ECLI:NL:CRVB:2014:672

Centrale Raad van Beroep

Datum uitspraak
27 februari 2014
Publicatiedatum
3 maart 2014
Zaaknummer
14-381 AW-VV
Instantie
Centrale Raad van Beroep
Type
Uitspraak
Rechtsgebied
Bestuursrecht; Ambtenarenrecht
Procedures
  • Hoger beroep
Rechters
Vindplaatsen
  • Rechtspraak.nl
AI samenvatting door LexboostAutomatisch gegenereerd

Herziening en terugvordering levensloopuitkering; afwijzing verzoek voorlopige voorziening

In deze zaak heeft de Centrale Raad van Beroep op 27 februari 2014 uitspraak gedaan in hoger beroep over de herziening en terugvordering van een levensloopuitkering. De verzoeker, het college van burgemeester en wethouders van Den Haag, had hoger beroep ingesteld tegen een uitspraak van de rechtbank Den Haag, die het bestreden besluit had vernietigd. De rechtbank oordeelde dat de verzoeker niet bevoegd was om de levensloopuitkering terug te vorderen, omdat de betrokkene, die werkzaam was bij de brandweer van de gemeente Den Haag, recht had op een levensloopuitkering op basis van een levensloopregeling. De rechtbank stelde vast dat de verzoeker niet de juiste procedure had gevolgd en dat de betrokkene niet meer dan 100% van zijn laatstgenoten bezoldiging mocht ontvangen.

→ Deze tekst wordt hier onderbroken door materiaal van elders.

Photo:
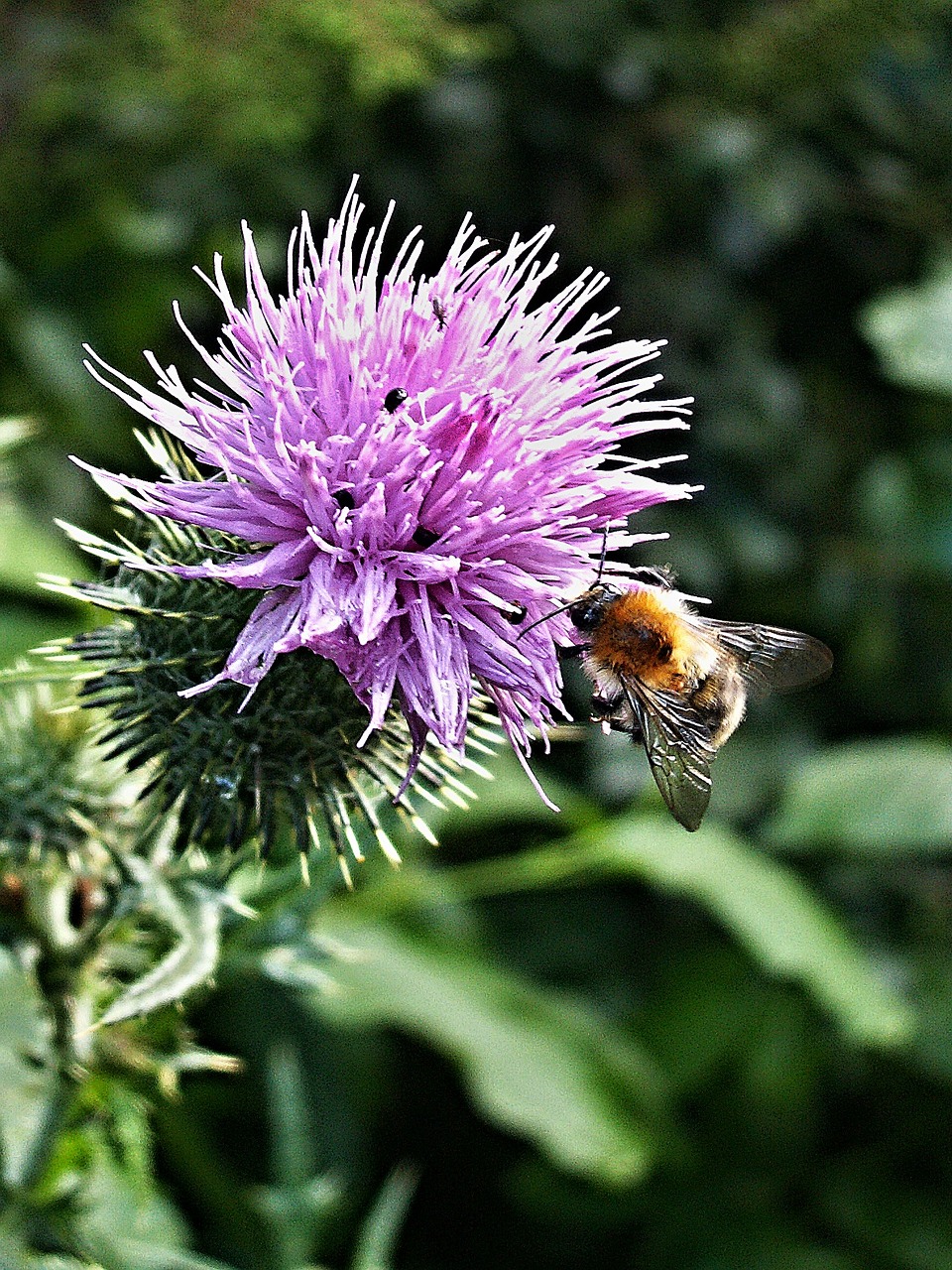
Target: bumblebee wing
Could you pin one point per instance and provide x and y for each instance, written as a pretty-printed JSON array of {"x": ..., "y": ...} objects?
[
  {"x": 678, "y": 749},
  {"x": 771, "y": 657}
]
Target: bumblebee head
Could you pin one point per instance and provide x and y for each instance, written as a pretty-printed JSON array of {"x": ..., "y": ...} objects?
[{"x": 588, "y": 611}]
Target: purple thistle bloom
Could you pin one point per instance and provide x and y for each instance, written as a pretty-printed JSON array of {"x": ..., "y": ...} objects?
[{"x": 417, "y": 465}]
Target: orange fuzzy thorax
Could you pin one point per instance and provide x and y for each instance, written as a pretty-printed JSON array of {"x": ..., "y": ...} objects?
[{"x": 648, "y": 634}]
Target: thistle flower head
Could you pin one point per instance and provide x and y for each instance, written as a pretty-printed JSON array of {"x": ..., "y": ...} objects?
[{"x": 408, "y": 470}]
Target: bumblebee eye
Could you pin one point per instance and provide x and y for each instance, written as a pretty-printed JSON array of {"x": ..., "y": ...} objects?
[
  {"x": 584, "y": 616},
  {"x": 424, "y": 538},
  {"x": 394, "y": 399}
]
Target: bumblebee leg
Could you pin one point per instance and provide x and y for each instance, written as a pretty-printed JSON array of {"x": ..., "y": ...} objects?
[
  {"x": 574, "y": 651},
  {"x": 654, "y": 575}
]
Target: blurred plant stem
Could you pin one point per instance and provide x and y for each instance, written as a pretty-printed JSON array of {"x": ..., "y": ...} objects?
[{"x": 61, "y": 956}]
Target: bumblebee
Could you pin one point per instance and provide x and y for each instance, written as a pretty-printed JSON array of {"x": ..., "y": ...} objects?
[{"x": 678, "y": 683}]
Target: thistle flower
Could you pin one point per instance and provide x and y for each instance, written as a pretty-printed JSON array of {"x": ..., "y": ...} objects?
[{"x": 403, "y": 471}]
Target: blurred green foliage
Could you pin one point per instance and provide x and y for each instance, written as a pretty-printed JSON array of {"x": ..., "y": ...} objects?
[{"x": 590, "y": 1040}]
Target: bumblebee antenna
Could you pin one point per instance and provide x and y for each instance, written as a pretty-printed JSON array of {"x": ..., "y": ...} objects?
[
  {"x": 563, "y": 608},
  {"x": 602, "y": 558}
]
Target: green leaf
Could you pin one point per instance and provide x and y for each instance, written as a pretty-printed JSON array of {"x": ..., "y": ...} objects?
[
  {"x": 26, "y": 1082},
  {"x": 532, "y": 1064},
  {"x": 765, "y": 906},
  {"x": 380, "y": 1229},
  {"x": 28, "y": 548},
  {"x": 770, "y": 911},
  {"x": 870, "y": 798},
  {"x": 911, "y": 330},
  {"x": 193, "y": 913}
]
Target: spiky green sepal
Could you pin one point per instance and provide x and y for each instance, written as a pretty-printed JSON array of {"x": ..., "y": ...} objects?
[
  {"x": 239, "y": 769},
  {"x": 59, "y": 795}
]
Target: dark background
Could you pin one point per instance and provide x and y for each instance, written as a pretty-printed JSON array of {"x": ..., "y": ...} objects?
[{"x": 597, "y": 1042}]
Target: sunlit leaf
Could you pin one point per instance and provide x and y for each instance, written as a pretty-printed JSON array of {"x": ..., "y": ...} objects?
[
  {"x": 911, "y": 330},
  {"x": 767, "y": 908},
  {"x": 870, "y": 798},
  {"x": 529, "y": 1065},
  {"x": 193, "y": 915},
  {"x": 380, "y": 1229},
  {"x": 26, "y": 1080}
]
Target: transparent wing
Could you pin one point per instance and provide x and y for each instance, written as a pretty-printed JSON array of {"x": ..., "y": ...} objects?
[
  {"x": 676, "y": 743},
  {"x": 771, "y": 657}
]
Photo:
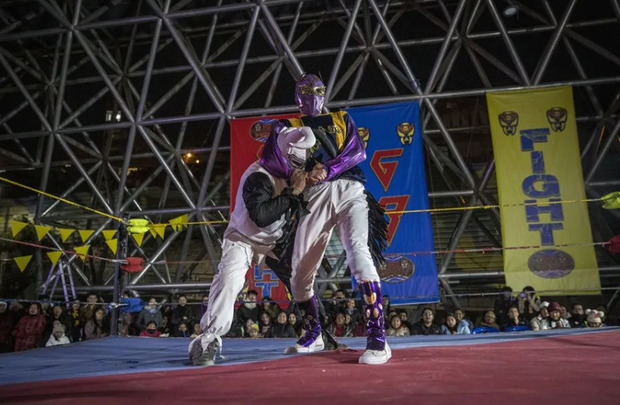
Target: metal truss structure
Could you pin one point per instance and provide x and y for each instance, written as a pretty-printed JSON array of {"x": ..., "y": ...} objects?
[{"x": 124, "y": 106}]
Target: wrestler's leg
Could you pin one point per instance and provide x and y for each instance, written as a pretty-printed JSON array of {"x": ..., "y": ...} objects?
[
  {"x": 352, "y": 222},
  {"x": 312, "y": 235},
  {"x": 226, "y": 285}
]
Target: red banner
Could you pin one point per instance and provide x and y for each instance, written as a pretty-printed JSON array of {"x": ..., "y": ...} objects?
[{"x": 247, "y": 139}]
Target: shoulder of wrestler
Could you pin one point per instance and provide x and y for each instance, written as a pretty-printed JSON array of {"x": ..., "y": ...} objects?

De verzoeker vroeg de voorzieningenrechter om een voorlopige voorziening, omdat hij meende dat de rechtbank te ver was gegaan door zelf in de zaak te voorzien. De voorzieningenrechter oordeelde echter dat de verzoeker niet voldoende spoedeisend belang had aangetoond voor het treffen van een voorlopige voorziening. De voorzieningenrechter benadrukte dat de aangevallen uitspraak slechts van directe betekenis was voor de rechtsverhouding tussen verzoeker en betrokkene en dat er geen precedentwerking aan verbonden was. Bovendien was niet aangetoond dat de uitvoering van de uitspraak zou leiden tot onoverkomelijke financiële problemen voor de verzoeker.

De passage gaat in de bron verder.